Jakarta (ANTARA) - Rektor IAIN Kota Palopo Abdul Pirol mengatakan berkembangnya media digital menyebabkan terjadinya banjir informasi dan akibatnya masyarakat sulit membedakan informasi yang benar dan informasi yang hoaks.

“Memang benar akses informasi menjadi mudah dan melimpah. Kita mau cari informasi apa saja, langsung bisa dicari. Tapi dengan kelimpahan informasi itulah, sulit membedakan mana informasi yang benar atau hoaks," ujar Abdul dalam keterangan tertulisnya di Jakarta, Selasa.

Oleh karena itu menurut Abdul, masyarakat perlu memahami literasi digital dan bisa mengimplementasikannya dalam kehidupan sehari-hari.

Dia mengatakan banjir informasi jika tidak digunakan secara cerdas dan bijak maka dapat menyebabkan kelelahan dan kehilangan semangat untuk melanjutkan aktivitas atau bekerja.

Sebelumnya, Kementerian Komunikasi dan Informatika (Kemenkominfo) bersama Pemerintah Kota Palopo, Sulawesi Selatan, berkolaborasi dalam kegiatan bertajuk “Pekan Literasi Digital di Kota Palopo”.

Baca juga: Psikolog: orangtua perlu meningkatkan literasi digital
Baca juga: Akademisi ingatkan pentingnya hormati keberagaman di dunia digital

Berdasarkan Survei Indeks Literasi Digital Nasional Indonesia yang diselenggarakan oleh Kemenkominfo dan Katadata Insight Center pada tahun 2021 disebutkan bahwa Indonesia masih berada dalam kategori “sedang” dengan angka 3.49 dari 5,00.

Dalam merespon hal tersebut, Kemenkominfo menyelenggarakan Pekan Literasi Digital dengan materi yang didasarkan pada empat pilar utama literasi digital, yaitu kecakapan digital, etika digital, budaya digital, dan keamanan digital.

Wali Kota Palopo, Judas Amir, mengatakan kegiatan Pekan Literasi Digital ini sangat penting untuk mendorong peningkatan pengetahuan teknologi dan informasi masyarakat Indonesia.

Menurut dia, literasi digital merupakan sebuah proses persiapan sumber daya manusia untuk memanfaatkan teknologi baru dan diharapkan dapat menghasilkan masyarakat yang cerdas dan cakap menggunakan teknologi digital sehingga masyarakat bisa menggunakan teknologi dengan bertanggung jawab.

“Kita jangan hanya berhenti pada pemahaman dan penggunaan teknologi digital saja, tetapi harus memiliki integritas dan mengetahui etika digital," katanya.

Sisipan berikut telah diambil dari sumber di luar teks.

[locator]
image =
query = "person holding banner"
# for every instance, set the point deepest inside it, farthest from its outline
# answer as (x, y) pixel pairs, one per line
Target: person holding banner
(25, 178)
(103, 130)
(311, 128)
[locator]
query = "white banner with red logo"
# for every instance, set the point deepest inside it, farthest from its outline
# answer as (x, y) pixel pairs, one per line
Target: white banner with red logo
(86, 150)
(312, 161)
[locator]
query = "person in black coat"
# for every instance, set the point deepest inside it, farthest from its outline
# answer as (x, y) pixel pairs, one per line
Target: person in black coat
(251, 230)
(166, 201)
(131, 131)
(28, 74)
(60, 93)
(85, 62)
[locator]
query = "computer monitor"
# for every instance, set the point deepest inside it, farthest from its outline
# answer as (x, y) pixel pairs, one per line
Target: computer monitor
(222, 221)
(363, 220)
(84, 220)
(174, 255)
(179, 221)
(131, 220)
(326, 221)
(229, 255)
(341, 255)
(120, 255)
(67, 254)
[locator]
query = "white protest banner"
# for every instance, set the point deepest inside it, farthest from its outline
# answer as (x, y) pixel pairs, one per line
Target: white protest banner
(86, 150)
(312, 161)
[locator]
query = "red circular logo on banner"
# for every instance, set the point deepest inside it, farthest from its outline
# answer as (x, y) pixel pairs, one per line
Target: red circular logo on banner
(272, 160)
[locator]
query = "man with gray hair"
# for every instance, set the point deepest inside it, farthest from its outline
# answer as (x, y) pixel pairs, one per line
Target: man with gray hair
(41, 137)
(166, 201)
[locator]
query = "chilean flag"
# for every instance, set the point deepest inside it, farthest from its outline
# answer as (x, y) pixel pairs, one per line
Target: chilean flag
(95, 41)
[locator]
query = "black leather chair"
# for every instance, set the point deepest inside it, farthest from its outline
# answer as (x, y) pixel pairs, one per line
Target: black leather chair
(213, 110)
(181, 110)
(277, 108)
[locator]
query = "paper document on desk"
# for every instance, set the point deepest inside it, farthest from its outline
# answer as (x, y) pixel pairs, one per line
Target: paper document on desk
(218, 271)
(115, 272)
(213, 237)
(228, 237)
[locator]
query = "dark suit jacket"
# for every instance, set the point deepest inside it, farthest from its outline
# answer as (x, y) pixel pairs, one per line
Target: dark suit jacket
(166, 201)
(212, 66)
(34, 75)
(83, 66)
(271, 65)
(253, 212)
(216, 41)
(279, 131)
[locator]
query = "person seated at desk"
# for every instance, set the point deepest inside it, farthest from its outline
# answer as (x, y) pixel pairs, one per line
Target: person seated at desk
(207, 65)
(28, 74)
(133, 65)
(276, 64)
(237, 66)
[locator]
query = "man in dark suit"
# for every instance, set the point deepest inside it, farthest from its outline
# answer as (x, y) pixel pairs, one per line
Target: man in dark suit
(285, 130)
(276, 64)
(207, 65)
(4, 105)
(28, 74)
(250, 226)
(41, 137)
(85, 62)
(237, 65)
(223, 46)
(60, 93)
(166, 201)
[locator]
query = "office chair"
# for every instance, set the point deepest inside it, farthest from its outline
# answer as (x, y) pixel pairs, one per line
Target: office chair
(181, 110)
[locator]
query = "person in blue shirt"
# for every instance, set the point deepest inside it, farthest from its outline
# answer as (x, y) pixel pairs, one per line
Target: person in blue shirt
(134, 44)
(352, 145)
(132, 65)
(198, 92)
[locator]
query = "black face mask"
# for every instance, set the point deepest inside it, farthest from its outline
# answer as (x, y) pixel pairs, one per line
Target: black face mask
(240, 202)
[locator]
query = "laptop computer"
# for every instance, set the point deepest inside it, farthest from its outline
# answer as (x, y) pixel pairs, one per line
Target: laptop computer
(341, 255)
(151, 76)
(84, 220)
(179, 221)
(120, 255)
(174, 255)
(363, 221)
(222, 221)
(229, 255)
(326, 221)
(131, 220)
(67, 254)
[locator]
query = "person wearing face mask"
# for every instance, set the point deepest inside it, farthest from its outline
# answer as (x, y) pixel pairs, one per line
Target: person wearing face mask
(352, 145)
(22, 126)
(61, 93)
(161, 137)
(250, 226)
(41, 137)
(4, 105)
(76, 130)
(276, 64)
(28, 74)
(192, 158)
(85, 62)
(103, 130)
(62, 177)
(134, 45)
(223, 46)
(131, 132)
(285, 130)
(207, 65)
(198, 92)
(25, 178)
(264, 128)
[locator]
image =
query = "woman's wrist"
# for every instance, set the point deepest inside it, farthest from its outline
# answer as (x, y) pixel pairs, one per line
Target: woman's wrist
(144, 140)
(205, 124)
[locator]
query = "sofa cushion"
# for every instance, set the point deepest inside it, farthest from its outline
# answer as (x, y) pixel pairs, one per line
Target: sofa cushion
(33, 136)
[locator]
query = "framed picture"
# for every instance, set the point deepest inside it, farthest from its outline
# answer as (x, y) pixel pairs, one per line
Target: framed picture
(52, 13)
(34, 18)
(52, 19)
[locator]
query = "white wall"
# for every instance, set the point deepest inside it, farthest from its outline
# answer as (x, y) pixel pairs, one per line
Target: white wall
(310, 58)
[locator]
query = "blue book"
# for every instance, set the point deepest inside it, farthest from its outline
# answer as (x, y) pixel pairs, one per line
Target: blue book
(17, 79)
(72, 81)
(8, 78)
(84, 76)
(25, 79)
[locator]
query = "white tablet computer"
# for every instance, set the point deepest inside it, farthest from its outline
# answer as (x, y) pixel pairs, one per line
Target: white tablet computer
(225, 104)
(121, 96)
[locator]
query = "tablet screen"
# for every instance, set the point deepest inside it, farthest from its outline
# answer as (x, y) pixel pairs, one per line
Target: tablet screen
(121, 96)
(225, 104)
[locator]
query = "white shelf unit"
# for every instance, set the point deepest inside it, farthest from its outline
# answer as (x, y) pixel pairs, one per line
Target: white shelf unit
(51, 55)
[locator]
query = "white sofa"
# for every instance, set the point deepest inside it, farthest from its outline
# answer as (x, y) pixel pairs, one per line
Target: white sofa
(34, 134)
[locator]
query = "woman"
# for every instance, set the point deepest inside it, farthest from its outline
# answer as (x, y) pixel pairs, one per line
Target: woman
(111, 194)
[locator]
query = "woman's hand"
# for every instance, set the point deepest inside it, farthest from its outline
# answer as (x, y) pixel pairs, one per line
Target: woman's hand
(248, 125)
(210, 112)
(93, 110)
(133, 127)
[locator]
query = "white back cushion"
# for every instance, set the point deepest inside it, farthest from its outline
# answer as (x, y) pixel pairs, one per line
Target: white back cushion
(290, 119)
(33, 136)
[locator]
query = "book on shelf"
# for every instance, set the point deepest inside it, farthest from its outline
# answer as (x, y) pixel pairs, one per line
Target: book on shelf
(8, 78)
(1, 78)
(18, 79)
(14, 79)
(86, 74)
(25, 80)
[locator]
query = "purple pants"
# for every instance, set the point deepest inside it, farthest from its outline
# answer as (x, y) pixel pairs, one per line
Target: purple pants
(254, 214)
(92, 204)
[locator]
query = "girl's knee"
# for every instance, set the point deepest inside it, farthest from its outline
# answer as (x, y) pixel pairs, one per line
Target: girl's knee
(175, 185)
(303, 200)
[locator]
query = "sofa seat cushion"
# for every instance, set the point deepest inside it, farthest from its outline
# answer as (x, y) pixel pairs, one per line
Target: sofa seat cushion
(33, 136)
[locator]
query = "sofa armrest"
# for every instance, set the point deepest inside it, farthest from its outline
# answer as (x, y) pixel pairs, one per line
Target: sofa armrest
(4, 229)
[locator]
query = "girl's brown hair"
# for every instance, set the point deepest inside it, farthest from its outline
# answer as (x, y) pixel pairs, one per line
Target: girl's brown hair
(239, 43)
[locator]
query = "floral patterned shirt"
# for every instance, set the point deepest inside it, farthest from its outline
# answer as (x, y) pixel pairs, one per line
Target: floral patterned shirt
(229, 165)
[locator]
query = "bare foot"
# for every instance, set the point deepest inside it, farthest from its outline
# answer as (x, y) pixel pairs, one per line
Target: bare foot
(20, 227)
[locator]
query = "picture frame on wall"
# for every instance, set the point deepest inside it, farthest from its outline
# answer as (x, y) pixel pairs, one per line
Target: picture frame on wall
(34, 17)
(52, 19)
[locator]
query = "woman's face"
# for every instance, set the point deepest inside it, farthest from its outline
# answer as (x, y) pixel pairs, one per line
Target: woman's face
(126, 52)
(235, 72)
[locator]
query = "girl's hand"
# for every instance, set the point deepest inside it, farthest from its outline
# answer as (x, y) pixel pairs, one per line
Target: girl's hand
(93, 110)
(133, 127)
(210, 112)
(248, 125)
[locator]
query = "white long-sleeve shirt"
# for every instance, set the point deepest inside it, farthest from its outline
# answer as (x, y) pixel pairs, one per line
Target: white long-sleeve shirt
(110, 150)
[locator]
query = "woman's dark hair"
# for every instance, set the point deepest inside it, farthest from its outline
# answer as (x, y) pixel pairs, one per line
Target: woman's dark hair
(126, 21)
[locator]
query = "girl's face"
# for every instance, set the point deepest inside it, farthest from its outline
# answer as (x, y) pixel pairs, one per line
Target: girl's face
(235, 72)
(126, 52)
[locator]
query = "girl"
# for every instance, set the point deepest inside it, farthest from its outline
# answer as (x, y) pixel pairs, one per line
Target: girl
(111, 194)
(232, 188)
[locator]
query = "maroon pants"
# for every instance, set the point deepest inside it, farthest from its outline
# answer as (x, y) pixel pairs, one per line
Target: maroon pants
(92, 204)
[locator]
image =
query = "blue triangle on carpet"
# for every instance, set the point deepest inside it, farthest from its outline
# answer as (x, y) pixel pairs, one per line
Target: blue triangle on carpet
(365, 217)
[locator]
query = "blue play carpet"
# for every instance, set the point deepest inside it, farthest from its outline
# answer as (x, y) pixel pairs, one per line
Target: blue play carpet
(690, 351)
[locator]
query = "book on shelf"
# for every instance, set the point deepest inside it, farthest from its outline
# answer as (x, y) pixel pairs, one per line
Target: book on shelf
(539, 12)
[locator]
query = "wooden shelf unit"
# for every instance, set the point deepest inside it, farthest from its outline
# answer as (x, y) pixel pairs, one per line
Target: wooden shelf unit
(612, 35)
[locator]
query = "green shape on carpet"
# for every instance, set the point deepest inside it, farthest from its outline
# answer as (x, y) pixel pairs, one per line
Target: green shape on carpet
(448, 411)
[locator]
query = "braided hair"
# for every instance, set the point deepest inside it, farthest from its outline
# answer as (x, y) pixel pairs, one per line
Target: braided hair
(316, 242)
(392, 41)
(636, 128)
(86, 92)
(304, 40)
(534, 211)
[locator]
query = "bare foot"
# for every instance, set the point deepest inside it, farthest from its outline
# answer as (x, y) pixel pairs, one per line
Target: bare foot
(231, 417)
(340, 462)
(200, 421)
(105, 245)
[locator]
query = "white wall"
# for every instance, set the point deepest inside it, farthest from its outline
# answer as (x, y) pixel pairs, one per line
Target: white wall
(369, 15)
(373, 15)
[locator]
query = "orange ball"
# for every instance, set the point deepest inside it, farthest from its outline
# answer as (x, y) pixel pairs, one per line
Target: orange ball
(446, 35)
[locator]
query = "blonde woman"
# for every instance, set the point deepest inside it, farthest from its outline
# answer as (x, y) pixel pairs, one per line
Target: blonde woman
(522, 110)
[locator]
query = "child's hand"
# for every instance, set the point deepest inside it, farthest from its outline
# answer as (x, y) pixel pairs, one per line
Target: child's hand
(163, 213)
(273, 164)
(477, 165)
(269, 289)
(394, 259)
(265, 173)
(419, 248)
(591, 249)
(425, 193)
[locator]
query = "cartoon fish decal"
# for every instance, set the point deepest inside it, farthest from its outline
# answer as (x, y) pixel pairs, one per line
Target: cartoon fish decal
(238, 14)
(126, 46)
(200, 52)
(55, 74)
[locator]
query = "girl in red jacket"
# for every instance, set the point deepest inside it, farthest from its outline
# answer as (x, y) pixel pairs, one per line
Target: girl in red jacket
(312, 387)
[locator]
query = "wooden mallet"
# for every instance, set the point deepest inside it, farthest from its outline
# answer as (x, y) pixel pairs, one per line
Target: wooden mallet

Baca juga: Cek sumber berita untuk kurangi penyebaran hoaks
Baca juga: Kemkominfo ajak pemuda jadi penggiat literasi digital

Menurut Abdul, jika hanya tahu bagaimana menggunakan teknologi digital tanpa mengetahui etikanya, maka itu bisa menjadi faktor yang menyebabkan kejahatan siber, penyebaran berita bohong dan kejahatan lainnya.

"Oleh karena itu, pemerintah harus berkolaborasi dengan berbagai pihak untuk membekali masyarakat dengan pengetahuan dengan etika dan nilai-nilai kebenaran tanpa meninggalkan nilai-nilai kebudayaan,” kata Judas.

Wakil Ketua Umum Siberkreasi, Mira Sahid, mengatakan validasi media sosial sekarang menjadi sesuatu yang penting.

“Ada like, comment, mention. Tapi dalam dunia digital, kita perlu memahami keamanan digital, kecakapan digital, etika digital dan budaya digital agar kita tidak hanya mampu mengoperasikan gawai secara baik dan bijak, tapi juga belajar memahami privasi orang lain,” kata Mira.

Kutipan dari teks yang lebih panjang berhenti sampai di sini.